1. Just read your post “Surviving in the Book Business: An Authors Fair” with great interest. Books and independent bookstores are near and dear to my heart because of my late parents’ unique and groundbreaking rare book search service, “International Bookfinders.” In the pre-fax, pre-email, pre-internet days, their company’s advertising slogan “You name it, We find it” was practically a guarantee of finding the right book for the right price. Some of your readers might find their story an interesting one. I’ve written up a short bio and Greg Kindall, the host of the “Seven Roads” website was nice enough to put it up online. (Feel free to explore the rest of his fascinating website. Bibliophiles will find lots of interesting ephemera there, as well as a really cool feature on old book trade labels.)

    Here’s the link:

  2. I share your feelings about the plight of the book business in this country, knowing that the instrument I’m typing on has been a major contributor to said plight. Here in my neck of the woods (i’m about 45 minutes from Portland, Me. and an hour and a-half from Boston), Portland has a store called Book-A-Million that has moved into the premises formerly housing Borders’s late, and very much missed, book & music store. There’s not much else, particularly vapid old Boston’s jazz “scene.” Oh well – live and let die- seems the ongoing credo! Enjoyed the Sinatra & Novak video.
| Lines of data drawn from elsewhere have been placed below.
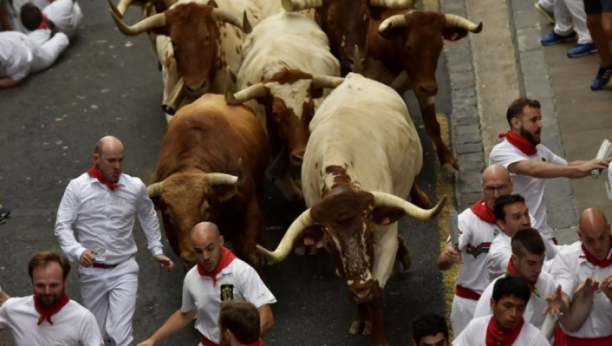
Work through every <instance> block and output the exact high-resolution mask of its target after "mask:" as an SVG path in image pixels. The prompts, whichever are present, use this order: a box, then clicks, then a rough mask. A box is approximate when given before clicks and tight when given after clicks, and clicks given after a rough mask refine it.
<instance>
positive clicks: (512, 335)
mask: <svg viewBox="0 0 612 346" xmlns="http://www.w3.org/2000/svg"><path fill="white" fill-rule="evenodd" d="M523 324H525V320H523V319H522V318H521V322H519V324H518V326H516V327H515V328H514V329H513V330H511V331H509V332H502V331H500V330H498V329H497V327H496V326H495V317H494V316H493V317H491V319H490V320H489V326H488V327H487V339H486V344H487V346H512V345H513V344H514V342H515V341H516V339H517V338H518V336H519V334H520V333H521V329H522V328H523ZM500 342H501V343H500Z"/></svg>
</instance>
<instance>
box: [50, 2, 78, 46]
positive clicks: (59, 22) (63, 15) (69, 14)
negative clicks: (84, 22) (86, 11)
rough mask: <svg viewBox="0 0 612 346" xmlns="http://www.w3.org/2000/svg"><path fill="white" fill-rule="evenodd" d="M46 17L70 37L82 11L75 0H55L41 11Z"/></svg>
mask: <svg viewBox="0 0 612 346" xmlns="http://www.w3.org/2000/svg"><path fill="white" fill-rule="evenodd" d="M42 12H43V14H45V15H47V18H48V19H49V20H51V21H52V22H53V24H55V25H56V26H57V27H58V28H60V29H62V30H63V31H64V32H65V33H66V35H68V37H72V36H73V35H74V33H75V32H76V29H77V26H78V25H79V23H80V22H81V19H83V12H81V7H80V6H79V4H78V3H77V2H76V1H73V0H55V1H53V2H52V3H50V4H49V5H48V6H47V7H45V9H44V10H43V11H42Z"/></svg>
  3. “Inklings” is a great name for a bookstore and for the supporters thereof.
    There’s a place for the electronic store and book. But not to replace
    ink, Gutenberg, and those who have an inkling of the magic of turning a page of narrative.
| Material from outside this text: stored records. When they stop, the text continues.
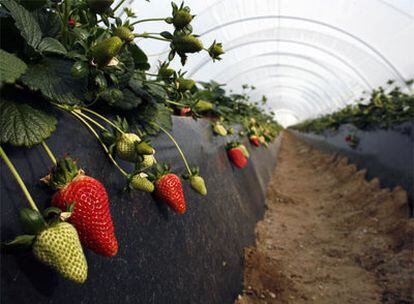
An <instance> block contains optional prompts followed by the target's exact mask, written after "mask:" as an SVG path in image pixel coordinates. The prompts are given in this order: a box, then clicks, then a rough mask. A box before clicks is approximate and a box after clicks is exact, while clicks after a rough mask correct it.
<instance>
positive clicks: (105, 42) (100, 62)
mask: <svg viewBox="0 0 414 304" xmlns="http://www.w3.org/2000/svg"><path fill="white" fill-rule="evenodd" d="M122 44H123V42H122V40H121V38H119V37H117V36H115V37H111V38H108V39H105V40H102V41H101V42H99V43H98V44H97V45H95V46H94V47H93V48H92V56H93V60H94V62H95V63H96V64H97V65H98V66H106V65H107V64H108V63H109V62H110V61H111V60H112V58H114V57H115V56H116V55H117V54H118V52H119V50H120V49H121V47H122Z"/></svg>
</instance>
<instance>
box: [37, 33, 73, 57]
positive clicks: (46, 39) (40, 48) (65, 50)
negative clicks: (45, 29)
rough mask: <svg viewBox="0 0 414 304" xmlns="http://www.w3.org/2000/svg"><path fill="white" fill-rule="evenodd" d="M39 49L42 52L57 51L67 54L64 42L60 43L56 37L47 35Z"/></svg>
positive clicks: (39, 44)
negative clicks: (51, 36)
mask: <svg viewBox="0 0 414 304" xmlns="http://www.w3.org/2000/svg"><path fill="white" fill-rule="evenodd" d="M38 50H39V51H40V52H41V53H55V54H61V55H66V53H67V52H66V49H65V47H64V46H63V44H62V43H60V42H59V41H58V40H56V39H55V38H50V37H46V38H43V40H42V41H41V42H40V44H39V45H38Z"/></svg>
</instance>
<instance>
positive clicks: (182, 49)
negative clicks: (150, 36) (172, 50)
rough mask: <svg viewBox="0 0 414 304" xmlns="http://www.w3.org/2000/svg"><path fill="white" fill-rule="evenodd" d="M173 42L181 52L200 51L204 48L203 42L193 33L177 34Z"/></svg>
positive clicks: (177, 49)
mask: <svg viewBox="0 0 414 304" xmlns="http://www.w3.org/2000/svg"><path fill="white" fill-rule="evenodd" d="M172 43H173V45H174V48H175V50H176V51H177V53H179V54H186V53H198V52H200V51H201V50H202V49H203V43H202V42H201V41H200V40H199V39H197V38H196V37H194V36H193V35H186V36H176V37H174V38H173V41H172Z"/></svg>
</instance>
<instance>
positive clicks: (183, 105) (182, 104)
mask: <svg viewBox="0 0 414 304" xmlns="http://www.w3.org/2000/svg"><path fill="white" fill-rule="evenodd" d="M165 101H166V102H167V103H169V104H173V105H175V106H179V107H182V108H183V107H185V105H183V104H181V103H178V102H175V101H172V100H168V99H166V100H165Z"/></svg>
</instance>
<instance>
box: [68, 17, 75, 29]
mask: <svg viewBox="0 0 414 304" xmlns="http://www.w3.org/2000/svg"><path fill="white" fill-rule="evenodd" d="M68 25H69V27H70V28H74V27H75V25H76V20H75V19H73V18H70V19H69V21H68Z"/></svg>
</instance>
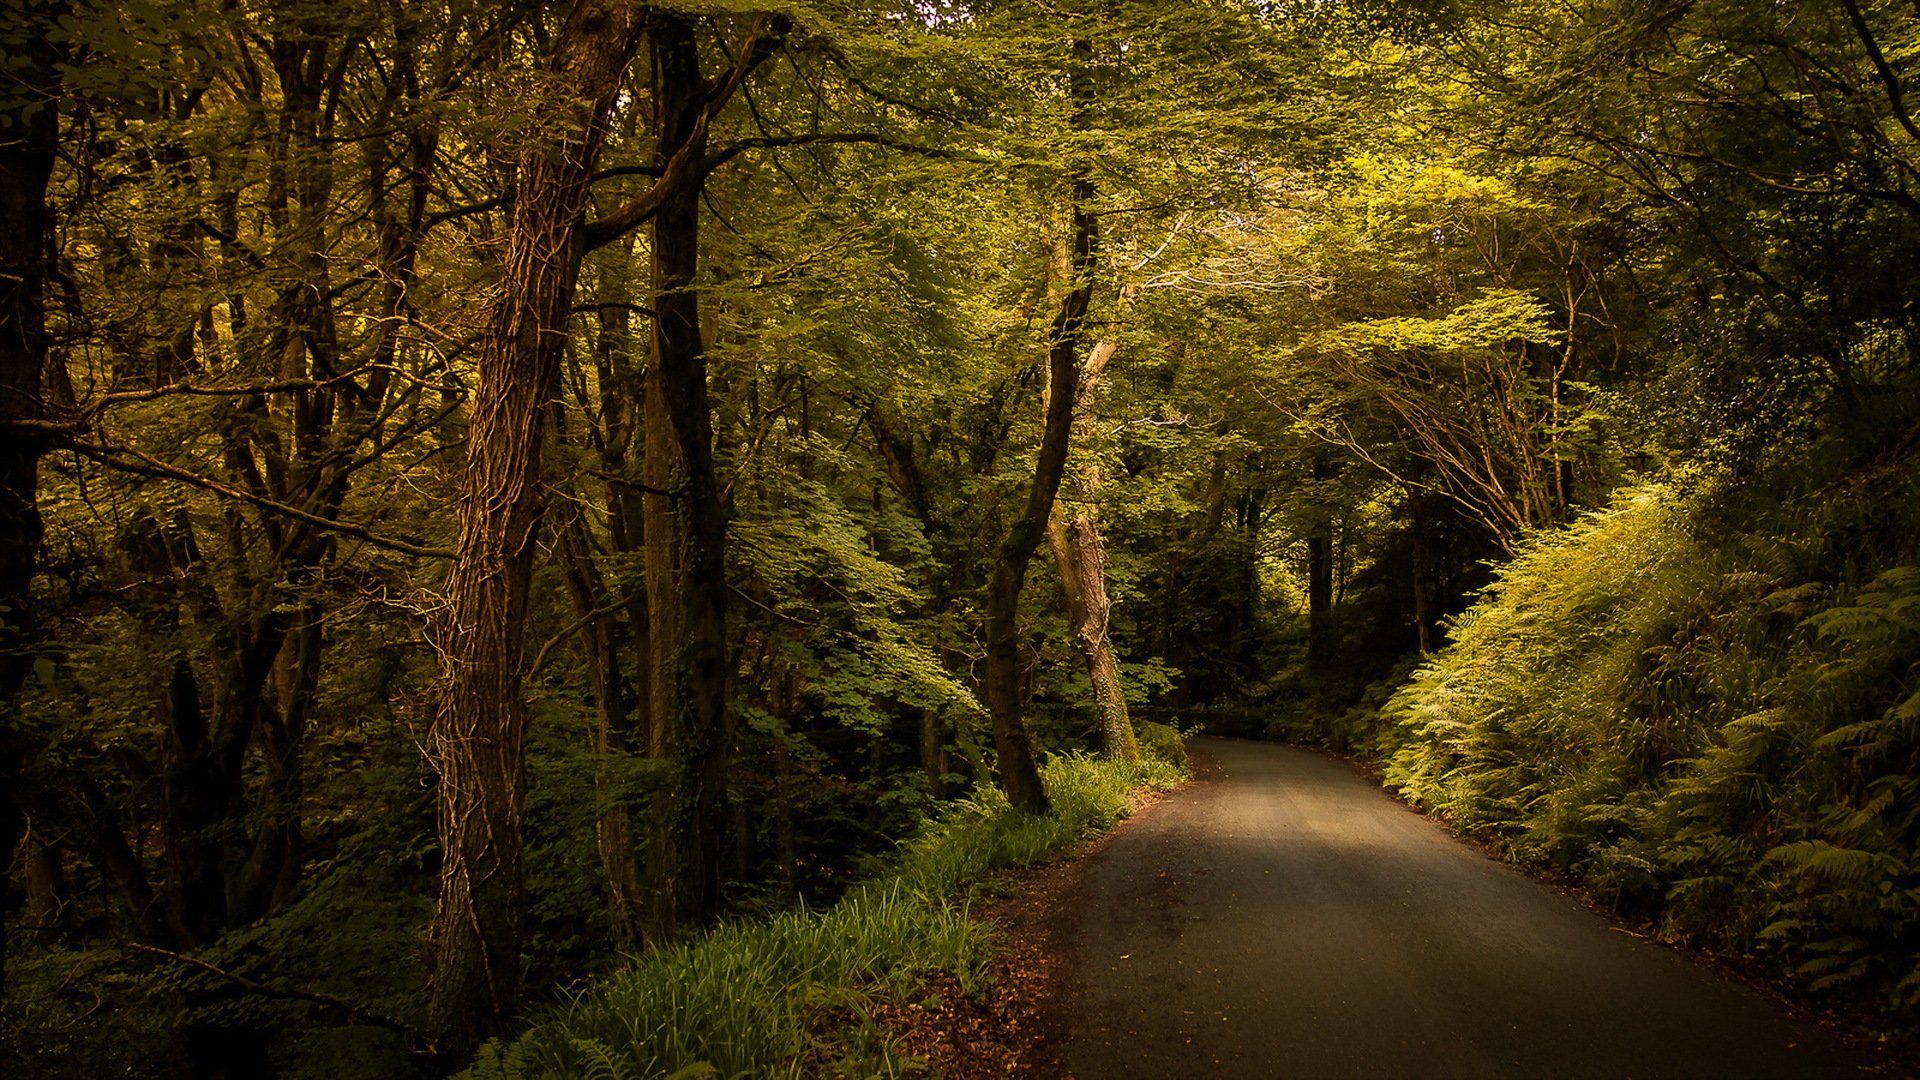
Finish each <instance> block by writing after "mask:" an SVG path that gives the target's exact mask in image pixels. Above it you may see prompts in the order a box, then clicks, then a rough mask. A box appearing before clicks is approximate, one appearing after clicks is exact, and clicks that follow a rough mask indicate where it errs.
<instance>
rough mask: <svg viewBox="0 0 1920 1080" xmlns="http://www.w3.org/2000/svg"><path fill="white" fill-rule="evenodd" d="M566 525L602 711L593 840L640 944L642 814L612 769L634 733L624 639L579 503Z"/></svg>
mask: <svg viewBox="0 0 1920 1080" xmlns="http://www.w3.org/2000/svg"><path fill="white" fill-rule="evenodd" d="M559 532H561V536H559V555H561V559H559V561H561V573H563V577H564V578H566V592H568V594H570V596H572V601H574V617H576V619H578V621H580V632H578V636H580V653H582V657H584V659H586V665H588V678H589V680H591V682H593V707H595V711H597V713H599V726H597V728H595V734H593V753H595V769H593V840H595V847H597V849H599V859H601V874H603V878H605V880H607V915H609V920H611V924H612V940H614V945H616V947H618V949H620V951H632V949H634V947H637V945H639V934H641V924H643V919H641V915H643V911H645V896H643V892H641V888H639V865H637V863H636V859H634V822H632V819H630V815H628V811H626V792H624V790H622V788H620V786H618V784H616V782H614V773H612V769H611V763H612V761H614V759H624V757H626V755H628V753H630V751H632V748H630V738H632V734H634V732H632V719H630V717H628V709H626V688H624V680H622V678H620V644H622V642H620V632H618V623H616V621H614V613H612V607H611V605H609V596H607V586H605V582H603V580H601V575H599V569H597V567H595V565H593V548H591V540H589V538H588V527H586V517H584V515H582V513H580V511H574V513H572V515H568V521H566V525H564V527H563V528H561V530H559Z"/></svg>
    Somewhere Tolkien’s little group is still smiling. And G.K. Chesterton’s words are wiser than ever:

    “Literature is a luxury. Fiction is a necessity.”

  4. A brick and mortar store is useful to me if it supports me, and I do my best to support those that do. I won’t look at a product in a local store and buy it online — if they have it, they get the sale. With books, support means introducing me to new things, or older things I”ve missed. Santa Cruz, CA, my adopted home, has two large book stores, both of them independent.

    Bookstore #1 sells mostly new books, but has an active used book section, which I browse every time I pass by, typically every week or so, and I rarely leave without a book or two, or three, mostly fiction. But their selection of ANY books about jazz is paltry (three books on a good day, rarely of interest), and I rarely see a book of any sort there that I didn’t already know about. “We can order it,” they say, when I ask about something I’ve heard about. My response — why weren’t you paying attention to the new stuff and telling me about it? When you do that, I’ll buy from you. When you fail, the internet is a click away.”

    Bookstore #2 deals with used books and closeouts, and it’s huge. The jazz section is extensive, nearly 20 linear feet of shelf space with a broad selection of used books, closeouts, and author review copies, and I browse it regularly as well. I nearly always find something to take home. Recent additions include bios or autobios of Horace Silver, Red Calendar, Thelonious Monk (bought to replace the copy I gave to a musician friend on the road), Django Reinhardt, and Scott LaFaro, a memoir by Norwegian jazz writer/critic/supporter Randi Hultin, and the jazz writings of Ralph Ellison, Bookstores like this get my biz. But when a bookstore responds to a “Doug’s Pick” with a blank stare and “we can order it,” the internet gets the order. Bookstore #1, while trumpeting its independence and hitting me with a guilt trip about supporting indepedent local businesses, told me that they couldn’t afford to deal with independent publishers! Huh?